The modern Mac platform makes a great development environment for embedded programming. The Raspberry Pi is a very inexpensive, and even in 2023, relatively available embedded board. It’s very easy to interface it with other devices. And there are many language options. The Arduino, µPython, or the native C development tools all great options that work well on macOS.

The Arduino and µPython environment are simple and straight forward to get working.

The C development tools for the Raspberry Pi Pico work fairly well on macOS. However, it does take a bit to everything set up. It seems there are different sets of instructions, some work, some don’t works so well. I used a mixture of things and figured some stuff out myself So I provide what I did to get everything to work under macOS 13 on a Mac Studio with an M1 Max processor.

All 3 provide powerful tools to develop software for the Raspberry Pi Pico SBC.

Setting up macOS

Introduction & Basic tools

For starters, you want to have the Xcode tools, Xcode command line tools and brew installed and working. I’m going to assume you have installed, or know how to install those tools and how to connect the Pico to the Mac and use BOOTSEL mode on the Pico. I also only use CLI tools and vi as my editor of choice. So all instructions here will be for CLI tools.

You can use brew to install most of the other tools you’ll need as noted below. If something needs to be downloaded or installed with Pip, it will be so noted.

Serial Communication with the Pico

You’ll need a serial communications program. I use minicom available from brew

brew install minicom

It’s a simple CLI program that reminds me of an old DOS program. The interface is a bit clunky, but it works well enough.

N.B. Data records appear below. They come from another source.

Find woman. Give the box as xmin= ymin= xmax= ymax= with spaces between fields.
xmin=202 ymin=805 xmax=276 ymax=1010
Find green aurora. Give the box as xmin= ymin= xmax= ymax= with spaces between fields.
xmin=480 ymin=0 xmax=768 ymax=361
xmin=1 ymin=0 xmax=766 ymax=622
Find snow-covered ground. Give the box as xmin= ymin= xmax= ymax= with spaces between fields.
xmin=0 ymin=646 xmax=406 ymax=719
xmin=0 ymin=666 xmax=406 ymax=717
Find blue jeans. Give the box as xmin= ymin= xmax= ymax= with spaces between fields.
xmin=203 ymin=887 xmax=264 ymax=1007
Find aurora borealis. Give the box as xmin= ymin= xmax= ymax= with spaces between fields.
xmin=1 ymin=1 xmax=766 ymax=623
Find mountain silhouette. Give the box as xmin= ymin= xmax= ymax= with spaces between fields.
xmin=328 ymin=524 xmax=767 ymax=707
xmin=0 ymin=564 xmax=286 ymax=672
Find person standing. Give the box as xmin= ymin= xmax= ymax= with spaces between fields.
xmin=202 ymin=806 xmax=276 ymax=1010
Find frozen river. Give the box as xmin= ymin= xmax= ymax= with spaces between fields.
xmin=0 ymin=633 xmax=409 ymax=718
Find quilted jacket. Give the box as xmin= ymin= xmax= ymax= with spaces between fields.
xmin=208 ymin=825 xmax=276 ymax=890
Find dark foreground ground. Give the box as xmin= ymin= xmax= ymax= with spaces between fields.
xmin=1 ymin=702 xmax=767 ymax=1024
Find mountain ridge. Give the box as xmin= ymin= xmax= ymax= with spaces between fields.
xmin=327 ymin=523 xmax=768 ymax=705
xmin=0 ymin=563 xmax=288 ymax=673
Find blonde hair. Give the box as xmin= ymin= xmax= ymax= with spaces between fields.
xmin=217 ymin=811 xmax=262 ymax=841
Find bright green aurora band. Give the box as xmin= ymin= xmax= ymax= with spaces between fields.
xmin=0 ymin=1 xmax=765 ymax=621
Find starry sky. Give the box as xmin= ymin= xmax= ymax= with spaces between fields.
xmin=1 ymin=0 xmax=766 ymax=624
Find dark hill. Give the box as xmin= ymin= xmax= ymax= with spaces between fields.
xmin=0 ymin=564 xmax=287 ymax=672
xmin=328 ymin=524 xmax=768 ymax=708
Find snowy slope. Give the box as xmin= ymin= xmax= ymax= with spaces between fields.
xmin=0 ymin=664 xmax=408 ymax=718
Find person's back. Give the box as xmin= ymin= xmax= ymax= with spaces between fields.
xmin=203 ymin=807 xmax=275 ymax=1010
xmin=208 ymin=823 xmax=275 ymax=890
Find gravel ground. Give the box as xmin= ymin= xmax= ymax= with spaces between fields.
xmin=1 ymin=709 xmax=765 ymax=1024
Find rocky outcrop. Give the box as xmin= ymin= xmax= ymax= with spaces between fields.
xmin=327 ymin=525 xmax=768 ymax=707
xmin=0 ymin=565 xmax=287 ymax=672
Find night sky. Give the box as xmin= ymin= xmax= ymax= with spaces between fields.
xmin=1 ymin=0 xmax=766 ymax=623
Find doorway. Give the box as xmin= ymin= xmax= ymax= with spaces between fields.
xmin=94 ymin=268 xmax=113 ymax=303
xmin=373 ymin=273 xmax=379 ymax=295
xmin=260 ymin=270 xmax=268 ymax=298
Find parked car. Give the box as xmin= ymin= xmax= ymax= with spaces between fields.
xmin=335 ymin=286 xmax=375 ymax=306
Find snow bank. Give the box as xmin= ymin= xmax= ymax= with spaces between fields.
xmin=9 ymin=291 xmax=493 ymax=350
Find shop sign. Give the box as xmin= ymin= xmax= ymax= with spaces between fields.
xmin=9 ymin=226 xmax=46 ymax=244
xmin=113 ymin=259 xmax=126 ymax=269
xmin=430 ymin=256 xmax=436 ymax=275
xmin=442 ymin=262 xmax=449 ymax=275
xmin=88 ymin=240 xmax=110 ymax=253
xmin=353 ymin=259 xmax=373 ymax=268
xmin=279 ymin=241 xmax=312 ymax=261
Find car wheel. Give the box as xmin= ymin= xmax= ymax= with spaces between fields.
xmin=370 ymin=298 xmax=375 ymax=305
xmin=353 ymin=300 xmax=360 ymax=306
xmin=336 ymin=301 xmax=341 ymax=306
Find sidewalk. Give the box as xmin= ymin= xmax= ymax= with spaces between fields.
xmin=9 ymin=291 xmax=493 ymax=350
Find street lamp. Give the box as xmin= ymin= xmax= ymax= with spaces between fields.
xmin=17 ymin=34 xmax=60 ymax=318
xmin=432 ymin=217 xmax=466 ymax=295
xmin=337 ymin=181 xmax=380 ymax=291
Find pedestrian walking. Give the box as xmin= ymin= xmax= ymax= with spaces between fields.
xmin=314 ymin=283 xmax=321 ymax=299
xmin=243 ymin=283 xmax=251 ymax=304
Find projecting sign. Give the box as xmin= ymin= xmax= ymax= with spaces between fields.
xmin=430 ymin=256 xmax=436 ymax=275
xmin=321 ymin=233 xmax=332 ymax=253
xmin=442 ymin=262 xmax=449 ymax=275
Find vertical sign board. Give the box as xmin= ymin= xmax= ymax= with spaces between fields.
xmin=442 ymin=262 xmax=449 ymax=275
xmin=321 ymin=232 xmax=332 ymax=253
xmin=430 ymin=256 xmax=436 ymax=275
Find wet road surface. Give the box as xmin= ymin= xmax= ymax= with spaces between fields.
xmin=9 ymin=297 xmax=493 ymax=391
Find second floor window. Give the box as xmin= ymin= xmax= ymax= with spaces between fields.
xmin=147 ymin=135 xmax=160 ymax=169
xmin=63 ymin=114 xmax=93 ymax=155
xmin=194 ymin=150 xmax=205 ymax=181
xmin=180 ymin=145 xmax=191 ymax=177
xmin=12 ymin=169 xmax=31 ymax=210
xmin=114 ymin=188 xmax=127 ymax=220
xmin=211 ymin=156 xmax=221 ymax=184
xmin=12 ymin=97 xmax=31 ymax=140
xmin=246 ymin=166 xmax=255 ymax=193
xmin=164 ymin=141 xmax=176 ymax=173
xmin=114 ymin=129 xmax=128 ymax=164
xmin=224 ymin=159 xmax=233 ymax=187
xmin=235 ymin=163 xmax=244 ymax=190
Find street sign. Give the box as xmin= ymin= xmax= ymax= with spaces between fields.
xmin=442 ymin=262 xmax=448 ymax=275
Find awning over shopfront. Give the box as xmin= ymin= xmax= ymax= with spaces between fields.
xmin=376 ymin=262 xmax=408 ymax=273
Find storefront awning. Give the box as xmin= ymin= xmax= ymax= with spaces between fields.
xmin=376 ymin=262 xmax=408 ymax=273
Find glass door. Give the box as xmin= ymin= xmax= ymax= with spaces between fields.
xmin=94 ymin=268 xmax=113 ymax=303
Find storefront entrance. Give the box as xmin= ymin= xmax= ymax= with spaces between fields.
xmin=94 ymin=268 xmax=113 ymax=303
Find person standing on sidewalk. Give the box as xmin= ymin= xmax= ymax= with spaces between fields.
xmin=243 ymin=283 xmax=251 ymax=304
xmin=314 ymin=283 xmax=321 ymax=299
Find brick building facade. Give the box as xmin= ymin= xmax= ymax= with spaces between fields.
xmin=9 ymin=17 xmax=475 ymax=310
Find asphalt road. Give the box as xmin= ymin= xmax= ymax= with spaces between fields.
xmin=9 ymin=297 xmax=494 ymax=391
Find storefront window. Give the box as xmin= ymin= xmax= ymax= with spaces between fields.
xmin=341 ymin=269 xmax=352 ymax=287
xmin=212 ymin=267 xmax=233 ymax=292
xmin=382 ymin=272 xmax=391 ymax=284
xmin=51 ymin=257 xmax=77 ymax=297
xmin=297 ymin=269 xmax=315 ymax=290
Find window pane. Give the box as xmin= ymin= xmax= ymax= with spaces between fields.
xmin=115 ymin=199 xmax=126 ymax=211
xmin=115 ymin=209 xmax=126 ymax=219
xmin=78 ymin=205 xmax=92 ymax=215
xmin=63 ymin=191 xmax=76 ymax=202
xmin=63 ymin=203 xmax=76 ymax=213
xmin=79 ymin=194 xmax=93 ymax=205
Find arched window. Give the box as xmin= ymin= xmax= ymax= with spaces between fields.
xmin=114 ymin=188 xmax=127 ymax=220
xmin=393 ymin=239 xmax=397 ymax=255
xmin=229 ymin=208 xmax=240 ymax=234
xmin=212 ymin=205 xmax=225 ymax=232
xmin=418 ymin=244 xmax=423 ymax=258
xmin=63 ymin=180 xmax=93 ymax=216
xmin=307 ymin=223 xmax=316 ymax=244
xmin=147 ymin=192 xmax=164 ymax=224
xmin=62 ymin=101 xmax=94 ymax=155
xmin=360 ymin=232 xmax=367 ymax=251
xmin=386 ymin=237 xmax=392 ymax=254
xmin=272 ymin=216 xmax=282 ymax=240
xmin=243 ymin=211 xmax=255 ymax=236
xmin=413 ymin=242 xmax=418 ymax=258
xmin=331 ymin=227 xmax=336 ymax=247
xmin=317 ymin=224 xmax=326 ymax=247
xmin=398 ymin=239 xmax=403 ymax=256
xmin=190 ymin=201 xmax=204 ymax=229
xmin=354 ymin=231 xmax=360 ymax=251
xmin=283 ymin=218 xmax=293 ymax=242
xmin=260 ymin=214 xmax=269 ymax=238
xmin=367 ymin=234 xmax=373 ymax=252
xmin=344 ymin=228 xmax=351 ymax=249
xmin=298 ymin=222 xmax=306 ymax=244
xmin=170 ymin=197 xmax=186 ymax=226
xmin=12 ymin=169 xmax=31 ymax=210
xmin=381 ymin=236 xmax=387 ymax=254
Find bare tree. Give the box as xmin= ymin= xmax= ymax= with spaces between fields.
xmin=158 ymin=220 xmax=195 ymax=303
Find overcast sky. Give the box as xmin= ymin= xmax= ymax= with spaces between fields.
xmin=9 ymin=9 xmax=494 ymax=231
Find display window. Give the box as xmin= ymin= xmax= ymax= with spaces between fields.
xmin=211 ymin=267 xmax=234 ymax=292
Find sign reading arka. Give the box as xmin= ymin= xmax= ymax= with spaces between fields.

You can get the device with

ls -lrt /dev/tty.*

It will be something like /dev/tty.usbmodem8334401

Then connect with minicom:

minicom -D /dev/tty.usbmodem8334401

Arduino

The Arduino IDE, or CLI tools can be installed either from downloading them from Arduino’s site or via Brew. Just make sure you have the latest version.

If you are familiar with the Arduino environment, this is literally as easy as booting the Pico into BOOTSEL mode, and in IDE, selecting the Pico in the boards. Use as normal after that. After each upload, the Pico will have to be power cycled before the next upload can occur. And it will auto run whatever the last program was.

It’s really that easy.

µPython

set up

While µPython is almost as easy as the Arduino, it has some set up and you’ll need a couple things

First is to install rshell with pip

pip install rshell

Download the µPython

Boot the Pico into BOOTSEL mode and copy the µPython run-time .uf2 file to it.

Connecting to the Pico

After it boots, find the board

rshell -l

As noted, the device will be something like /dev/tty.usbmodem8334401

rshell -p /dev/cu.usbmodem8334401

Once connected, you can list the Python programs on the Pico

ls /pyboard/

To copy files to the Pico

cp /tmp/test.py /pyboard

To copy files off of the Pico

cp /pyboard/test.py /tmp

To delete files from the Pic

rm /pyboard/test.py

To edit files on the Pico

edit /pyboard/test.py

repl

With repl, you can run µPython programs on the Pico

This assumes /pyboard/test.py exists

# repl
>>> import test

NOTE: If there is a file called /pyboard/main.py, it will run when the Pico first starts.

Reference

https://www.raspberrypi.com/documentation/microcontrollers/micropython.html

The C SDK

Pre-requisites

Using brew, install the tools needed for the build environment

brew install cmake libtool automake libusb wget pkg-config gcc texinfo automake autoconf pkg-config libtool texinfo wget gcc

On my set up, I have my files in $HOME/Code/pico. This is the working directory and all paths relative paths referenced from now on will be relative to that.

mkdir -p $HOME/Code/pico
cd $HOME/Code/pico

Set up

First install compiler

brew tap ArmMbed/homebrew-formulae
brew install arm-none-eabi-gcc

As a side note, I find it rather funny that I have install an Intel binary on an ARM based computer to compile for an ARM based computer.

Anyway next step is to clone the repos

git clone -b master https://github.com/raspberrypi/pico-sdk.git
cd pico-sdk
git submodule update --init
cd ..
git clone -b master https://github.com/raspberrypi/pico-examples.git

Add the PICO_SDK_PATH to your .zprofile

echo 'export PICO_SDK_PATH="$HOME/code/pico/pico-sdk"' >> $HOME/.zprofile

And start a new terminal window to work in.

Building the example C programs

First set up the directory.

cd pico-examples/
mkdir build
cd build
cmake ..

Now individual programs can be compiled

cd blink
make -j 8

Now blink.uf2 can be drag and dropped to the Pico when it’s connected to the Mac and in BOOTSEL mode.

Building your own C programs

Make a working directory and copy the cmake file

mkdir -p test/build
cp pico-sdk/external/pico_sdk_import.cmake test
cd test

Next create a CmakeLists.txt

# What CMake to start at
cmake_minimum_required( VERSION 3.12 )

# Pull in SDK (must be before project)
include( pico_sdk_import.cmake )

# Initialize the SDK
pico_sdk_init()
 
# Set the name and version of the project
project( test VERSION 1.0.0 ) 

# the executable
add_executable( test test.c )

# pull in common dependencies
target_link_libraries( test pico_stdlib )

# create map/bin/hex file etc.
pico_add_extra_outputs( test )

Make test.c

#include "pico/stdlib.h"

int main() {
#ifndef PICO_DEFAULT_LED_PIN
#warning blink example requires a board with a regular LED
#else
    const uint LED_PIN = PICO_DEFAULT_LED_PIN;
    gpio_init(LED_PIN);
    gpio_set_dir(LED_PIN, GPIO_OUT);
    while (true) {
        gpio_put(LED_PIN, 1);
        sleep_ms(500);
        gpio_put(LED_PIN, 0);
        sleep_ms(500);
    }
#endif
}

And build it

cd build
cmake ..
make

And the test.uf2 file in the build directory can be copied to the Pico in BOOTSEL mode.

References

https://www.raspberrypi.com/documentation/microcontrollers/c_sdk.html https://wellys.com/posts/rp2040_c_macos/ https://blog.smittytone.net/2021/02/02/program-raspberry-pi-pico-c-mac/